Паршиков стянул с головы отмокший от инея подшлемник, все время неудобно сползавший на глаза, сунулся было за дверь — помочь нарезать снег, но старший наряда грубовато осадил его у порога:
— Ты не хорохорься! Без шапки на улицу не вылазь: вмиг прохватит. Кому тогда нужен будешь, больной да без сил?
Паршиков огляделся в непривычной тесноте дома, добротно сбитого из толстой авиационной фанеры. Сколько лет он стоял здесь, однажды привезенный на побережье, и ничего ему не делалось — ни ветер его не брал, ни мороз.
Малиновые сполохи быстро занявшегося огня выплясывали по ореховому, немного закопченному потолку, по крошечному боковому оконцу, отчего оно как бы плавилось и тягуче оплывало вниз. Казалось, вот-вот стекло жарко истает, и в дом войдут темнота и холод.
Между тем сержант, сообщив по рации на заставу о прибытии наряда в обогревательный домик, деловито принялся побрякивать заслонкой печи, подкладывал в пышущий жаром зев заранее наколотые, до звона высохшие чурочки. Вскоре темные бока печки малиново засветились, потянуло теплом.
— Вот и хорошо, — сказал сержант. — Можно и чайку погонять. Анучин! Доставай заварку!
Паршиков только помалкивал да оглядывался. Сидя на корточках в полуметре от печки, он ощущал, как забравшийся в дороге под одежду холод постепенно сменялся теплом, как начало ломить колени, потом отозвалось в кончиках пальцев, в каждом попеременно, побежало выше, к сладко замиравшей груди. Глаза сами собой закрылись, дрема охватила каюра, приподняла и невесомо понесла через стылую тундру вдоль океанского побережья, закованного льдом…

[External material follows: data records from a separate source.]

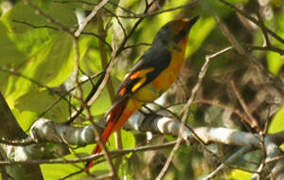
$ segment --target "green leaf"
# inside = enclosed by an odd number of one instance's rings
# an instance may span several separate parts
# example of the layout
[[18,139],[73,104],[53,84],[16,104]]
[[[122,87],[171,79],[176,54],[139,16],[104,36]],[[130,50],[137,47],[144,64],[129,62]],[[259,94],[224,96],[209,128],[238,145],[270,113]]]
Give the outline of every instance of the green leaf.
[[[18,98],[15,103],[15,108],[21,114],[20,122],[25,122],[24,129],[26,130],[26,128],[36,120],[35,118],[46,111],[48,106],[57,101],[58,98],[59,96],[57,94],[51,93],[48,90],[39,89],[29,91]],[[53,106],[44,117],[56,122],[64,122],[69,115],[68,107],[68,103],[61,100]]]
[[268,52],[267,53],[267,65],[270,72],[272,72],[274,75],[277,75],[281,67],[283,66],[284,59],[281,57],[280,54],[276,52]]
[[284,130],[284,107],[282,107],[272,118],[268,132],[277,133]]
[[23,54],[15,43],[8,36],[8,29],[0,21],[0,66],[20,64],[26,60],[26,55]]

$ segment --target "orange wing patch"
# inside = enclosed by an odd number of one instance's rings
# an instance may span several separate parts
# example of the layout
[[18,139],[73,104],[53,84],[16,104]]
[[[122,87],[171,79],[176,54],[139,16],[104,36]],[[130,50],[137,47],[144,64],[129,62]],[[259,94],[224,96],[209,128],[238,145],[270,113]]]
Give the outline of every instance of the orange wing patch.
[[120,96],[123,96],[124,94],[126,93],[126,88],[122,88],[120,91],[119,91],[119,95]]
[[147,80],[147,76],[146,75],[148,73],[154,71],[154,70],[155,70],[155,68],[151,67],[151,68],[147,68],[147,69],[143,69],[143,70],[137,71],[134,74],[132,74],[130,76],[131,80],[137,79],[137,78],[140,78],[140,80],[131,88],[131,91],[135,92],[137,89],[139,89],[145,83],[145,81]]
[[137,79],[137,78],[145,78],[145,75],[149,72],[152,72],[154,71],[155,68],[151,67],[151,68],[147,68],[147,69],[142,69],[140,71],[137,71],[135,72],[134,74],[132,74],[130,76],[130,79],[133,80],[133,79]]

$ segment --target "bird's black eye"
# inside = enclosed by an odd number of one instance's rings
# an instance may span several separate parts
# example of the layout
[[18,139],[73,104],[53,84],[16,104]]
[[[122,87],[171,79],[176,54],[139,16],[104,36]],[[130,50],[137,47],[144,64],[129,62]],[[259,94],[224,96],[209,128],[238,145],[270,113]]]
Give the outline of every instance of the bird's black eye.
[[174,40],[175,42],[179,42],[180,40],[182,40],[184,38],[184,36],[186,36],[187,32],[185,29],[182,29],[180,32],[178,32],[175,37]]

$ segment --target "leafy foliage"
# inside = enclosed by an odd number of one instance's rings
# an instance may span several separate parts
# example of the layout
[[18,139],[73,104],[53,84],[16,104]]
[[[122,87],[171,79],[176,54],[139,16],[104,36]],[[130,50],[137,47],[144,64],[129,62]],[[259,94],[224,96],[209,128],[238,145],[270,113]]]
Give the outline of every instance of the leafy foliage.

— Эй, молодой! — окликнул его сержант. — Заснул, что ли? Это не дело. Спать пока никому не полагается. Давай как-нибудь шевелись или рассказывай что. Хоть умеешь рассказывать?
Паршиков с трудом открыл глаза, глянул сквозь мутную наволочь и проступившие слезы на окружающее, чмокнул пересохшими губами.
— На вот, чаю попей. Да лицо сполосни. — Сержант протягивал ему на ладони пирамидку снега. — Потри хорошенько, пройдет. Сон как рукой снимет.
Все смотрели на Паршикова с сочувствием. И только Анучин бубнил:
— Еще службы ни шиша не понял, а уже устроился спать. Рассказчик…
Быстро, словно одна минута, пролетело время, отпущенное наряду для обогрева. Пора было снова трогаться в путь.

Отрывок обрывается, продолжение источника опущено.